The XML file will be available in a few different types, depending on how
much time I have to do each seperate release.
-
a Human readable format, that means Newlines and spaces will
be added to make the XML pretty.
-
a Computer readable format, that means the entire XML file will be on one line
with no spaces between tags. This format will be much smaller then the human
readable format..
The file may be produced in the following Unicode encodings:
-
UTF-8, most of the file is in the ASCII range, so this file should be much
smaller then the full UTF-16 version. In this encoding ASCII characters take 1
byte, while non ASCII characters use multiple bytes.
-
UTF-16, in this encoding all characters take 2 bytes.
Java Kanji XML (JKanjiXML)
This sub project includes the Java Data structures to hold the KanjiXML data,
Classes to read the data from the original kanjidic file format, and the Classes to read and wrote to the XML format.
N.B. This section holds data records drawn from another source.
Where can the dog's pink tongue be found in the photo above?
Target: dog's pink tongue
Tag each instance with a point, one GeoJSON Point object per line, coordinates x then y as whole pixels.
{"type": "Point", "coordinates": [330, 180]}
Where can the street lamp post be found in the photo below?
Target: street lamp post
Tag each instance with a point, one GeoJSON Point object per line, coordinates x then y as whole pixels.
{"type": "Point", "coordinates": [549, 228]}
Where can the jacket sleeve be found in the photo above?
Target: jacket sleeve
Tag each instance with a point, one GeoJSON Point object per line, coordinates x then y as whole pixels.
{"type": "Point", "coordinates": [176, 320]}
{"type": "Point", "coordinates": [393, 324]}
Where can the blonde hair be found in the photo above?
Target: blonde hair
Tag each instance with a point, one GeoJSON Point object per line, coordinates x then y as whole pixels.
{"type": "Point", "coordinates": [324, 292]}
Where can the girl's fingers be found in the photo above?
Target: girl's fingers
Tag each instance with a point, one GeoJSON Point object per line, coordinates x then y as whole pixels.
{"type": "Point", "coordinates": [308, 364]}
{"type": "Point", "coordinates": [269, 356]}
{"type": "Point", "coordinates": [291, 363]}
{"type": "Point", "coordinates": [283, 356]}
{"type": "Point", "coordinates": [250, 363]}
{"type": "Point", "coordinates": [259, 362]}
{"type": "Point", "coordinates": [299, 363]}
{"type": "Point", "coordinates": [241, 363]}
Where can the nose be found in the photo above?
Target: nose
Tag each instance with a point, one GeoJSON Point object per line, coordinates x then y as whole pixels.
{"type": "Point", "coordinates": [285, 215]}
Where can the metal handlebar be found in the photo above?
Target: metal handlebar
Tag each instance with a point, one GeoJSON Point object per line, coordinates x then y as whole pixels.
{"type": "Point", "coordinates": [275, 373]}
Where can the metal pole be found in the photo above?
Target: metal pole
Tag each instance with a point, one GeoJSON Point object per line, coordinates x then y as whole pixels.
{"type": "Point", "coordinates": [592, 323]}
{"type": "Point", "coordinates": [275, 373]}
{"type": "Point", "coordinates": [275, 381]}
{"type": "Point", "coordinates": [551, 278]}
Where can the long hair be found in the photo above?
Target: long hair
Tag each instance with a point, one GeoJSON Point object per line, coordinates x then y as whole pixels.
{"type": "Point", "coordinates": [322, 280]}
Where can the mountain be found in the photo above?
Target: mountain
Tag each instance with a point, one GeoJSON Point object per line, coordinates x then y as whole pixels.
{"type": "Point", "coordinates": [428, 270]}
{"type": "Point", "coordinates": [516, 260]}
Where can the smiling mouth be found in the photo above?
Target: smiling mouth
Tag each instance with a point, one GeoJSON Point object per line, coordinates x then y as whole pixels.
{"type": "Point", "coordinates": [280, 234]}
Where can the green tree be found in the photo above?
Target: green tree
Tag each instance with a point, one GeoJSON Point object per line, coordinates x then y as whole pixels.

The project also includes the tools used to add different indices to the XML file. These can be used as examples of how to use the Libraries in a program or used to create more programs to add data to the XML file.
Kanji XSLT
This sub project contains XSLT files to translate the XML file to a number of different formats. It will some day include a XSLT to translate the XML file back to the kanjidic file format. Since each person or program will require different fields these XSLT files will most likely be a good template to use in extracting the information you require.